Genii Capital
- Founded: 2008
- Founder: Eric Lux and Gerard Lopez
- Headquarters: Howald, Luxembourg
- Key people: Eric Lux (CEO) Gerard Lopez (Chairman)
- Services: Investment management and financial advisory
- Divisions: Genii Business Exchange
- Website: genii-capital.com

= Genii Capital =

Luxembourger financial firm

Genii Capital (simply known as Genii and stylized as GƎИII) is an international financial advisory and investment firm, which specialises in brand management, technology, motorsport and a range of venture capital activities. It was created in 2008, by two Luxembourger investors, Gerard Lopez and Eric Lux and has a particular focus on emerging markets, including the BRIC (Brazil, Russia, India and China) nations. Genii Capital focuses on a wide range of investment vehicles and also provides advisory services on topics ranging from the preparation of an IPO, the joint development of businesses, mergers and acquisitions and capital markets. As a result of a global restructuring initiative in 2011, Genii Capital is now located in the finance division of the Genii Group, a global enterprise overseeing the business activities of Lux and Lopez.

==Genii's investment interests==

===Formula One===
On 16 December 2009, it was announced that Genii were to purchase a large stake in the Renault F1 Team. Genii beat Prodrive head David Richards to the deal. Genii was likely to merge the Renault Driver Development programme with its own Gravity Sport Management company, which manages drivers such as Ho-Pin Tung, who tested for the Renault team in 2009, as well as Christian Vietoris.

On 8 December 2010, Renault made public it would sell its remaining 25% share in the Enstone-based team, Renault F1 team, to Genii Capital, from that moment the sole shareholder. Group Lotus immediately became a partner of the team, renamed Lotus Renault GP. It was projected that the carmaker company would purchase a significant share of it. The team was known as the Lotus F1 Team from 2012 until 2015, when the team was sold back to Renault after the team experienced funding issues.

===Other===
On 26 January 2009, PHC Acquisitions LLC, affiliate of Genii Capital, become a stalking horse bidder of Polaroid Holding Company. The agreement included the purchase of Polaroid's assets as intellectual rights, name and brand.
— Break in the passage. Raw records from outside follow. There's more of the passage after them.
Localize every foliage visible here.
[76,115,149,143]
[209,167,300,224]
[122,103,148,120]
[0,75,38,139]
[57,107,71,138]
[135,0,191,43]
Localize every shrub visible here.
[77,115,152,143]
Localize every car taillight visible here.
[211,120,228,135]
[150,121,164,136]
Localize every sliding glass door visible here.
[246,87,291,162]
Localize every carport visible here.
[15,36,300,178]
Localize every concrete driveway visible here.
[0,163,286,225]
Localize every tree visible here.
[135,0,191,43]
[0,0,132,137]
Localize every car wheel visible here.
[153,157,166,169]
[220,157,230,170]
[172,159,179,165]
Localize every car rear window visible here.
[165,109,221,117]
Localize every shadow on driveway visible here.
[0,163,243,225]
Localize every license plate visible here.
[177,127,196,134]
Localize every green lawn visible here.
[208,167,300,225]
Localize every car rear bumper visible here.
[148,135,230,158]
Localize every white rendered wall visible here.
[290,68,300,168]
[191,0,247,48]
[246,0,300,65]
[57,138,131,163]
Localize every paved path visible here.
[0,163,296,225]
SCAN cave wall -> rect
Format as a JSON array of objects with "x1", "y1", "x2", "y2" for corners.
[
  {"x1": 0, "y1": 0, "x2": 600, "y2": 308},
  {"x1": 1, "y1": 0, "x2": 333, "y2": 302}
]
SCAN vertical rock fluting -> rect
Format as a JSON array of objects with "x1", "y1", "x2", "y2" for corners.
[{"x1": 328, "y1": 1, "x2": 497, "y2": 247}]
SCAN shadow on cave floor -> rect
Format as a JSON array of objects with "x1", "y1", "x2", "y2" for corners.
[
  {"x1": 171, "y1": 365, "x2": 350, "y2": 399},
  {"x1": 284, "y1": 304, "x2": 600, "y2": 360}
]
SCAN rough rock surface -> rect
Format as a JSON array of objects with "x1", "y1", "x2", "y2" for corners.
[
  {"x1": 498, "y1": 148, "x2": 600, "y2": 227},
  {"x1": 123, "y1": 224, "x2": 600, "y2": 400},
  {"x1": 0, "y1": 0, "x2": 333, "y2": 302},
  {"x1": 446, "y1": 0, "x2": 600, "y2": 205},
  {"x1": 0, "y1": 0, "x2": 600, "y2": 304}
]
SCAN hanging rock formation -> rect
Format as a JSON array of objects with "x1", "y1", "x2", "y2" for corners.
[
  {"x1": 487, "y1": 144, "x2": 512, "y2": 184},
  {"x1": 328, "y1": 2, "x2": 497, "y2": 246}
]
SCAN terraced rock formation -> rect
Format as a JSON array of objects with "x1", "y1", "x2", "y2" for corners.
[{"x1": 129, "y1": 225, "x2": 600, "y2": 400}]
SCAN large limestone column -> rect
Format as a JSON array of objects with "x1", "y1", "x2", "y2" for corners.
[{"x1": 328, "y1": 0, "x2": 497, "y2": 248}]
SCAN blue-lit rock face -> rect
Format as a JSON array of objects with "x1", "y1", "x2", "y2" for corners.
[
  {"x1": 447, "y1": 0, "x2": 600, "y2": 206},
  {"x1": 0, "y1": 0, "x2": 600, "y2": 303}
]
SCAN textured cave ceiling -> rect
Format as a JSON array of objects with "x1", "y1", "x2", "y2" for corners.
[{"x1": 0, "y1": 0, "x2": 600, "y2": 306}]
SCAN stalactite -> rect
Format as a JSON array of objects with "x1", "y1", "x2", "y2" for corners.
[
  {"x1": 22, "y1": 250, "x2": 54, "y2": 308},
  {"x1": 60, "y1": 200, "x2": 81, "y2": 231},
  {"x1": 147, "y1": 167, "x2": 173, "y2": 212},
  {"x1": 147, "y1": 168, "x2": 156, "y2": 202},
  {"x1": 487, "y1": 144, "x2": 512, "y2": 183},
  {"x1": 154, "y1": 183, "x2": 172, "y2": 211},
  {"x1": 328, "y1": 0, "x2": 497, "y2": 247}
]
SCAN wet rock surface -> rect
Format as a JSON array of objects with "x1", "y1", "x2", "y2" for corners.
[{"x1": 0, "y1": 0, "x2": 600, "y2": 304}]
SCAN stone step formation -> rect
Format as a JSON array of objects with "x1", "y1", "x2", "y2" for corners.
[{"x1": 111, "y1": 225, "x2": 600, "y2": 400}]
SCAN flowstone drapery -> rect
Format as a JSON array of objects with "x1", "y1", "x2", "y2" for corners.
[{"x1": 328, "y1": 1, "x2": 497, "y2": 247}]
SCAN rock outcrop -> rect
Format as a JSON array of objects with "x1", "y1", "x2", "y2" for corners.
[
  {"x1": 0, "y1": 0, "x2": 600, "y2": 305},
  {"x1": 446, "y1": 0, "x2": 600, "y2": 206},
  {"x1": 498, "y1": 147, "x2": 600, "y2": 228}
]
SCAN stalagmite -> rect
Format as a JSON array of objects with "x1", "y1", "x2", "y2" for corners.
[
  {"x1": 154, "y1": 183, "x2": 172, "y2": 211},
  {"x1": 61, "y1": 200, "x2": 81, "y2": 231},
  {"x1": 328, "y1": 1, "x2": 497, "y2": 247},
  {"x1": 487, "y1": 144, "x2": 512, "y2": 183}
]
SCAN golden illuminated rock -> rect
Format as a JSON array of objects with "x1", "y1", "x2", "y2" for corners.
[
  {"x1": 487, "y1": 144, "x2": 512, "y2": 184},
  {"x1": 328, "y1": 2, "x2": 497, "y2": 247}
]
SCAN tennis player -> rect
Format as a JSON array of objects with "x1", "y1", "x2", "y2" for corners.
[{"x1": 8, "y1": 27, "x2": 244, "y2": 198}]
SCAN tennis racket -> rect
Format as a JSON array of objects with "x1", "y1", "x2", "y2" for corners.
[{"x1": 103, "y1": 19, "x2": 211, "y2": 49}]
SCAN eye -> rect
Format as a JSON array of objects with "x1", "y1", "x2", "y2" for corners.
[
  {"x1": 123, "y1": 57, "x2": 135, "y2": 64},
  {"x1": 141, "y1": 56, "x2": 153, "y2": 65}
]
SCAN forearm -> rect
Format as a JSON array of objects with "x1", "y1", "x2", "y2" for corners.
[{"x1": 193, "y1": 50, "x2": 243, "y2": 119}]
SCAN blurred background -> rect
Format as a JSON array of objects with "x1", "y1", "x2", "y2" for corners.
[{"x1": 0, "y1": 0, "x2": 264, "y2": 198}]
On 7 January 2010, it was announced that Genii would, "hand in a cash offer" for Swedish carmaker Saab Automobile, together with Formula One commercial boss Bernard Ecclestone. The proposition was finally dismissed.

In December 2011, it was announced that Genii Capital led in $35 million of financing for Zink Imaging, a printing technology company, through the Genii Business Exchange.

===Expansion strategy===
On 29 July 2011, Genii Capital, which already had interests in Europe, Asia and North America, disembarked in Brazil through a joint venture with WWI Group. This is part of the Genii's current expansion strategy in BRIC countries. In April 2012, Genii Capital announced the launch of an office in Geneva as part of its expansion strategy.

==Genii Business Exchange==

Genii Business Exchange is an adjunct to Genii Capital. The Genii Business Exchange is a business platform providing a forum for a global network of high-net-worth individuals, opinion leaders, political leaders and those involved with Formula One.

It was founded by Lux and Lopez in 2010, and is hosted in many of the world's financial centres, but with a particular focus on emerging economies including BRIC and MENA countries.

Since the acquisition of the Enstone-based Formula One team from Renault (subsequently renamed from "Renault F1" to "Lotus Renault GP") by Genii Capital three-time Formula One world champion Sir Jackie Stewart OBE has worked with the Genii Business Exchange. Former President of BAE Systems, Sir Charles Masefield joined The Genii Group as a strategic advisor in June 2012.